Sì, ma ci sono due dimensioni che rendono il “sistema formica” estremamente affascinante ed efficiente: il singolo e la società. Il primo, la formica, è un artropode estremamente specializzato, con molte “dotazioni” e invenzioni evolutive particolari. Già di per sé, in una formica ci sono una serie di tratti estremamente raffinati, dalle armi alle ghiandole speciali all’estrema sensibilità ai segnali ambientali. A questo si aggiunge che migliaia o milioni di individui si uniscono in un “superorganismo” (per richiamare un altro titolo di Adelphi a firma Hölldobler e Wilson, sempre sugli insetti sociali, del 2011). La specie è definita eusociale, perché c’è un’estrema divisione del lavoro: ci sono i riproduttori e chi “lavora”. E anche all’interno di questa classe ci sono ulteriori divisioni dei compiti. In più, c’è la sovrapposizione di generazioni e la cura cooperativa della prole.
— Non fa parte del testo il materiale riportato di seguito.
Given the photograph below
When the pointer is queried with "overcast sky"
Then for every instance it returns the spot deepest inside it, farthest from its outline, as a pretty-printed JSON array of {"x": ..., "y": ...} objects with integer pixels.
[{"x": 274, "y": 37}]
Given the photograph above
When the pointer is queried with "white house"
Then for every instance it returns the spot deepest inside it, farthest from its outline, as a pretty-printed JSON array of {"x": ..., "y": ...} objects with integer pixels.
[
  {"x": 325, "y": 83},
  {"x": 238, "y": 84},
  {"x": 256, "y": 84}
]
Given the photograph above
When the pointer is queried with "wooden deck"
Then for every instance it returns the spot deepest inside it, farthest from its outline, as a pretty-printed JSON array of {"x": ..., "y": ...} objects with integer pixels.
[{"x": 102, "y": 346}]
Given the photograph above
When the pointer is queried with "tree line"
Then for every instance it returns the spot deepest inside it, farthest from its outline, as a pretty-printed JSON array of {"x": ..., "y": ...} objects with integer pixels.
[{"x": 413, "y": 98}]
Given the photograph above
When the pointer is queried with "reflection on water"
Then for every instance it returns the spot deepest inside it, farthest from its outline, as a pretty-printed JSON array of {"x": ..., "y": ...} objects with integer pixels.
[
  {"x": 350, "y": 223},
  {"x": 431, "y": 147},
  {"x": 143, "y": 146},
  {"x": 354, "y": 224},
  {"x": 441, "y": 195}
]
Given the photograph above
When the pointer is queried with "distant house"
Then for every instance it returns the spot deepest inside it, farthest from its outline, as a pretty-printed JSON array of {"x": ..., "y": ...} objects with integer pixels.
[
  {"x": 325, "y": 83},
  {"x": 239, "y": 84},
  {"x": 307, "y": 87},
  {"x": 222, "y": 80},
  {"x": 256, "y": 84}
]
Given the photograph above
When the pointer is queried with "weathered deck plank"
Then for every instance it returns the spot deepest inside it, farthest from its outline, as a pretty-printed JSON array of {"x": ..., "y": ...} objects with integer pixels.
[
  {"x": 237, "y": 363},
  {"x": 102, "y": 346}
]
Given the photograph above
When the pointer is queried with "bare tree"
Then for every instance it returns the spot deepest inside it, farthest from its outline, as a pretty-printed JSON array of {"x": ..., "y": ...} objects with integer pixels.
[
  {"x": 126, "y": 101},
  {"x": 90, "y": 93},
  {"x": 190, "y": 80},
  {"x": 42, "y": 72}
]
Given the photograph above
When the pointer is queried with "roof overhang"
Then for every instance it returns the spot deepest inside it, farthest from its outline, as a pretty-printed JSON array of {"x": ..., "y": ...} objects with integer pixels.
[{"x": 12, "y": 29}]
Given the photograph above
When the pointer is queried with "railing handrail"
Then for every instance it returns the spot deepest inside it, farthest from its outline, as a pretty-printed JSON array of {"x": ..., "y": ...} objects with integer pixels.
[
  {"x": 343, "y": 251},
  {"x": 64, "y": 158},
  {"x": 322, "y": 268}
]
Tutto ciò garantisce al sistema colonia un’efficienza che animali simili, che occupano gli stessi ambienti, non hanno. 

La divisione del lavoro in un formicaio è simile a quello che accade nelle cellule dei nostri corpi? 

Sì. Il superorganismo è un organismo diviso in più corpi a loro modo indipendenti. Ciò serve anche a introdurre il concetto di individualità e di organismo: se quest’ultimo è un flusso di processi, come diceva l’entomologo statunitense William Morton Wheeler all’inizio del secolo scorso, non è detto che sia indivisibile, e quindi che sia “individuo”. In una società lo strettissimo contatto fisico non è necessario, e le formiche lo dimostrano. Per questo si pensa che il superorganismo sia un’entità che va al di là dell’individuo, e costituisce un sistema complesso. Come noi siamo una confederazione di cellule, il formicaio è una confederazione di formiche. L’entità coloniale, a differenza dei corpi singoli, è infine un po’ ameboide e i singoli individui possono allontanarsi e tornare al formicaio. 
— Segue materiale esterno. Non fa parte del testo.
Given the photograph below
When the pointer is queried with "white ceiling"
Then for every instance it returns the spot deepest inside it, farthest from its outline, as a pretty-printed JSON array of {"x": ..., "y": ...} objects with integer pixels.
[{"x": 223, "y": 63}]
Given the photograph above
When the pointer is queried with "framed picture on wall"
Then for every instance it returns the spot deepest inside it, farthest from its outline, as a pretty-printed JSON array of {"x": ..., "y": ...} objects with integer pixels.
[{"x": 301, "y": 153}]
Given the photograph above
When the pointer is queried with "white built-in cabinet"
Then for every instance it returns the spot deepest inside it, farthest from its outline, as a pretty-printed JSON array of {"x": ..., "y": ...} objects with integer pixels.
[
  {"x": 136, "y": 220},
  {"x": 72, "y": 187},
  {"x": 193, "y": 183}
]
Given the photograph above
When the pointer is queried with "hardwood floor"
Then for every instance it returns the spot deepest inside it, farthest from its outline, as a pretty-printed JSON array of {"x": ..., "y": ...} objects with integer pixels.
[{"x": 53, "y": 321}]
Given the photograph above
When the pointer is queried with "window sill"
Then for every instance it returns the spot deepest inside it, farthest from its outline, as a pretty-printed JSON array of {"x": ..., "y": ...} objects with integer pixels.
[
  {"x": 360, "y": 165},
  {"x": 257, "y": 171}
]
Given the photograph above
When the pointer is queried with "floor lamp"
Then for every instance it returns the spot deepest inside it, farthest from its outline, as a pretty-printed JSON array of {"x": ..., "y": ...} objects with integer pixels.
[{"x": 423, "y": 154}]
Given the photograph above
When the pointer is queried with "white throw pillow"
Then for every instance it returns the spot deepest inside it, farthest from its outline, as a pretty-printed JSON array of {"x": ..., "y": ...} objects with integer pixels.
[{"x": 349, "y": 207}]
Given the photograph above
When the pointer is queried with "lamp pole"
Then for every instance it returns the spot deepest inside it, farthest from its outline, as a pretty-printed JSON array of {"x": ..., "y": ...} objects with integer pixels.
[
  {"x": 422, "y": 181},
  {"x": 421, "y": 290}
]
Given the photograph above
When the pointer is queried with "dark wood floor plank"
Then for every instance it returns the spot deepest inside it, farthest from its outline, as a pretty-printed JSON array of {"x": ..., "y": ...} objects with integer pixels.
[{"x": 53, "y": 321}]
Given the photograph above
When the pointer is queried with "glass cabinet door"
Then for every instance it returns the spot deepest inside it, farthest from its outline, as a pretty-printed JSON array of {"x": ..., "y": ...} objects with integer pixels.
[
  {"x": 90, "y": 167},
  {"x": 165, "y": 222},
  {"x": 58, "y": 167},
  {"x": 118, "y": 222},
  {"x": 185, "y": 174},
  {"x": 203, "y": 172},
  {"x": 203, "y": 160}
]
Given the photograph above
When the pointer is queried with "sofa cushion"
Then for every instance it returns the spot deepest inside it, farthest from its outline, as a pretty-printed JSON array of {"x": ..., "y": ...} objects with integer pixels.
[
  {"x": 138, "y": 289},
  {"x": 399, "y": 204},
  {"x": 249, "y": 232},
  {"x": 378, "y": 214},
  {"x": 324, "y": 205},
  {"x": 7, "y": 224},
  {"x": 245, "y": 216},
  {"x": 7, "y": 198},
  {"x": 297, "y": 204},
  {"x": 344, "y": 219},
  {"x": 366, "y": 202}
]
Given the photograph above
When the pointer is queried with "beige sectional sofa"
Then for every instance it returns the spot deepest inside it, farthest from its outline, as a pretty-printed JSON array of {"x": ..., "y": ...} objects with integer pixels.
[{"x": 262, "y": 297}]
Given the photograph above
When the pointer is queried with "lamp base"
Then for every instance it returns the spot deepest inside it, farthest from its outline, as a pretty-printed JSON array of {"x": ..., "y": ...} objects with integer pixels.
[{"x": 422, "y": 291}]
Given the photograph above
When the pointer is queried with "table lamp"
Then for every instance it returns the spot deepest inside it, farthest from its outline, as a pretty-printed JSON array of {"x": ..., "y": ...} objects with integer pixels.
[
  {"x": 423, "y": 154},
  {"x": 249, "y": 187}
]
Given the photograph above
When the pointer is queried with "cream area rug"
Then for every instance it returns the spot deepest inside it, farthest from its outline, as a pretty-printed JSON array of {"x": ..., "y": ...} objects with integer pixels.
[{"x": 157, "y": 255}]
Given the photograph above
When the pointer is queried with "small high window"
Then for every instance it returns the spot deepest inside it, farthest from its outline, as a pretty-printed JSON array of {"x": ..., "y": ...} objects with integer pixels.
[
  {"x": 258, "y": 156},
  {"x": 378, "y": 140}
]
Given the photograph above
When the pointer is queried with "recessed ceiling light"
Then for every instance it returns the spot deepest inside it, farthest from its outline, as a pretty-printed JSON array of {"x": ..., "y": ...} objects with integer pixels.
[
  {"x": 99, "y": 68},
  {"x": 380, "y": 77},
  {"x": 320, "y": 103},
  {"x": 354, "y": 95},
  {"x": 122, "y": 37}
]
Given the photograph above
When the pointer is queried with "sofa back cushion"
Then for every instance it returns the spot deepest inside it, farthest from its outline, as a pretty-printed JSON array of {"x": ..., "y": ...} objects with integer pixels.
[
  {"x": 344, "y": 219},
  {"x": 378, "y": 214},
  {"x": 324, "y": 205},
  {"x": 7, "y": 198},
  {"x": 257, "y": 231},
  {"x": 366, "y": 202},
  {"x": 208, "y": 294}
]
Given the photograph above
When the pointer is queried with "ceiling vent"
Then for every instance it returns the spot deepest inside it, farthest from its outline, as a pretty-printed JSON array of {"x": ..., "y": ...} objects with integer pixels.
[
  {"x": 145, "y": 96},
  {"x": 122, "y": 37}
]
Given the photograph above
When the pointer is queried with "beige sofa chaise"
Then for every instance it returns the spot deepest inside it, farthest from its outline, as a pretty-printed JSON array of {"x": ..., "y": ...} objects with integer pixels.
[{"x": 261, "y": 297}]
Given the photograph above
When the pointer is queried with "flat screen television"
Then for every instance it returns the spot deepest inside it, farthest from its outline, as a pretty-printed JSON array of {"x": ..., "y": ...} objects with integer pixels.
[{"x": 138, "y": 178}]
E veniamo alla particolarità più curiosa, quella della parentela tra le formiche... 

Certo. Le formiche di una colonia sono strettamente imparentate tra di loro e questo rientra nel fenomeno della selezione di parentela (kin selection) nelle colonie degli insetti sociali. Che si spiega così. Un gene ha tanti modi per diffondersi: o lo fa perché un individuo lo “passa” ai figli, oppure lo fa aiutando i parenti che contengono questi stessi geni. Aiutare i parenti che sono portatori di questo stesso gene significa quindi aiutare sé stessi. A ciò aggiungiamo che la determinazione del sesso, nelle formiche e in altri insetti, ha un meccanismo complesso, chiamato aplodiploidia. Un processo importante, ma non cruciale nel successo evolutivo di queste specie. Su questo argomento la discussione tra studiosi è ancora piuttosto vivace. 

Arriviamo a un secondo libro, quello sulle formiche tagliafoglie. Quali sono le loro caratteristiche? 

Sono specie appartenenti al genere Atta: le loro colonie sono formate da milioni di individui. La cosa più affascinante è che le formiche stesse vivono solo di quanto ricavano dalla coltivazione di un fungo nei loro nidi. In queste specie la socialità è quindi ancora più estesa, perché a essa partecipano più specie: oltre alle formiche, ci sono il fungo e i batteri che vivono sopra e dentro le singole formiche. Una struttura particolarissima, un vero e proprio paradigma del superorganismo.